Consider a scenario where a service frequently allocates memory for arrays like [10]int. Instead of requesting memory each time, pre-allocate hundreds or thousands of such arrays during startup. This approach resolves the issues above:

Eliminates repeated system calls, avoiding kernel transitions.
Pre-allocated blocks reduce fragmentation through reuse.
Frequent accesses occur within a limited memory region, enhancing locality.

While some memory may go unused, pools can be monitored and resized appropriately.

Similar strategies apply to connection pools, memory pools, and other resource-intensive operations.

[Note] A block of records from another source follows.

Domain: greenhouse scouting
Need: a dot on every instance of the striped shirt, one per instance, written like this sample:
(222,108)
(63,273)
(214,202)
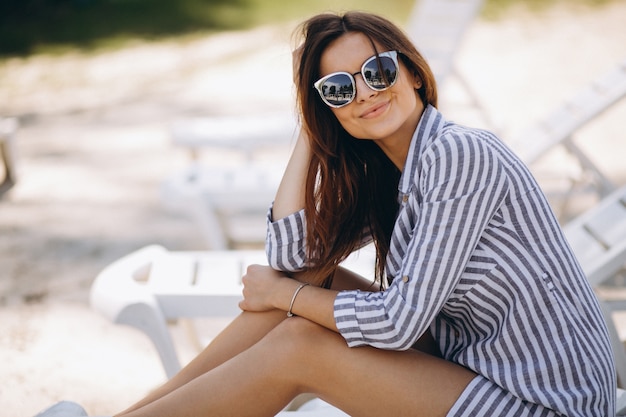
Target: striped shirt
(478,259)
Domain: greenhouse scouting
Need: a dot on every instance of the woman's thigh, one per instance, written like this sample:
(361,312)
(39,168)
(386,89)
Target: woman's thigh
(365,381)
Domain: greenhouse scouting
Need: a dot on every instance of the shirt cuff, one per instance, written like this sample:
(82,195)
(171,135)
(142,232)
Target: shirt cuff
(346,318)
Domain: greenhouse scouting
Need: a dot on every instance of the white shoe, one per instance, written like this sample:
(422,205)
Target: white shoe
(63,409)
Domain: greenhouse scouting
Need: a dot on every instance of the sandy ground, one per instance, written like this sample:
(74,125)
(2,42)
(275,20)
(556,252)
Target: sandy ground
(94,147)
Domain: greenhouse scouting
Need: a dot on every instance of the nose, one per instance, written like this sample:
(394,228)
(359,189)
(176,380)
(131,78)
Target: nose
(363,91)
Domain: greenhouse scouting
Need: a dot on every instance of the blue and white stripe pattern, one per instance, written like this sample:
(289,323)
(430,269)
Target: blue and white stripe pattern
(478,259)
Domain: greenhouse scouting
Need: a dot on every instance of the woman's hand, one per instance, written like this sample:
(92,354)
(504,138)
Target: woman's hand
(260,285)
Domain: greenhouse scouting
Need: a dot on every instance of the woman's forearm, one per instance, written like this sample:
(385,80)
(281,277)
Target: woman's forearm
(290,195)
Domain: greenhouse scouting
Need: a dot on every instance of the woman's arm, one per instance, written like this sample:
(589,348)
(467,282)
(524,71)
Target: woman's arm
(266,289)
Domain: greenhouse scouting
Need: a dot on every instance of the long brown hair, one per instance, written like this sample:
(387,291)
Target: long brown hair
(351,185)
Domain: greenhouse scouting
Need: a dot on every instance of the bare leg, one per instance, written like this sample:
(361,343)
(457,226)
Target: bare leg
(300,356)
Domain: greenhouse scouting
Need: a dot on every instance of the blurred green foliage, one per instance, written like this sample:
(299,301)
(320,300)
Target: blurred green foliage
(32,26)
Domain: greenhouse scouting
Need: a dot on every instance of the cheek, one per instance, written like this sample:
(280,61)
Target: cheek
(349,123)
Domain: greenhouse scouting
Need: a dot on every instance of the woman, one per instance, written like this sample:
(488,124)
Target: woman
(486,311)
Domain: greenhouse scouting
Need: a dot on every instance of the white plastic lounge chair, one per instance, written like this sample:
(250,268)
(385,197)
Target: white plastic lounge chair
(598,237)
(437,28)
(8,127)
(559,127)
(152,286)
(148,287)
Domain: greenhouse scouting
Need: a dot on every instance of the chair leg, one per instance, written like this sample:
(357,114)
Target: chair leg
(150,320)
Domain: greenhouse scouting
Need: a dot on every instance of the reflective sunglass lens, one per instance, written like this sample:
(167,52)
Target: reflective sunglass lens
(338,90)
(377,79)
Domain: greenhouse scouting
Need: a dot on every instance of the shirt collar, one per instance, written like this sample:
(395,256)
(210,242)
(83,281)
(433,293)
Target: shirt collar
(430,123)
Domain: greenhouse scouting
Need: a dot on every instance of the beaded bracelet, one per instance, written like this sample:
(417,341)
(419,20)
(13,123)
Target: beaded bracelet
(295,294)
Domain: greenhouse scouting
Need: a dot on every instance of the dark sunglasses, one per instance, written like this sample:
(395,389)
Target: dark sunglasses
(379,73)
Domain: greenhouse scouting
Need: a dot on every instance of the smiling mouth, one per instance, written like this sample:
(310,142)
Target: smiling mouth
(375,110)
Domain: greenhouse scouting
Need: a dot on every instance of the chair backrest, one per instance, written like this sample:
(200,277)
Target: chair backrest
(437,28)
(559,125)
(598,237)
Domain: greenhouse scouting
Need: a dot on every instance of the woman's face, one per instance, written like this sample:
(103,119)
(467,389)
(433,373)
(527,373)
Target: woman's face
(389,116)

Go's Memory Management Architecture

Go’s memory management operates as a memory pool, enhanced with optimizations like dynamic resizing and efficient block division.

Three-Level Memory Cache: mheap

Upon startup, Go acquires a large chunk of memory from the OS, managed by a structure called mheap. This structure divides the memory into regions and allocates segments based on object sizes.

Key concepts:

page: An 8KB unit used for all allocations and deallocations between Go and the OS.
span: A contiguous sequence of one or more pages. Think of pages as workers and spans as teams.
sizeclass: Defines how a span's pages should be divided into equal-sized objects.
object: A fixed-size memory block allocated for storing data. A span is divided into multiple equal-sized objects.

Example: If an object is 16 bytes and a span is 8KB, it results in 512 objects per span.

The initial heap size is approximately 64MB in Go 1.11.5.

package main
import "runtime"
var stat runtime.MemStats
func main() {
    runtime.ReadMemStats(&stat)
    println(stat.HeapSys)
}

The internal layout includes:

mheap.spans: Tracks page-to-span mappings.
mheap.bitmap: Marks objects for garbage collection.
mheap.arena_start: Virtual address range for application use.

Note: These are virtual addresses reserved by the OS, not physical memory.

Two-Level Cache: mcentral

Spans of the same sizeclass are linked together. There are 67 sizeclasses in Go 1.5 (subject to change), each representing a specific object size.

When allocating memory, the system determines the appropriate sizeclass and retrieves a span from mcentral. If no suitable spans exist, new ones are carved from mheap.freelarge or requested from the OS.

type mheap struct {
    lock      mutex
    free      [_MaxMHeapList]mspan
    freelarge mspan
    busy      [_MaxMHeapList]mspan
    busylarge mspan
    central [_NumSizeClasses]struct {
        mcentral mcentral
    }
}

type mcentral struct {
    lock      mutex
    sizeclass int32
    nonempty  mspan
    empty     mspan
}

This avoids external fragmentation by using fixed-size allocations and deallocations.

One-Level Cache: mcache

To avoid contention in concurrent scenarios, each processor (P) has its own mcache. Goroutines allocate from their P’s mcache first; if unavailable, it fetches from mcentral.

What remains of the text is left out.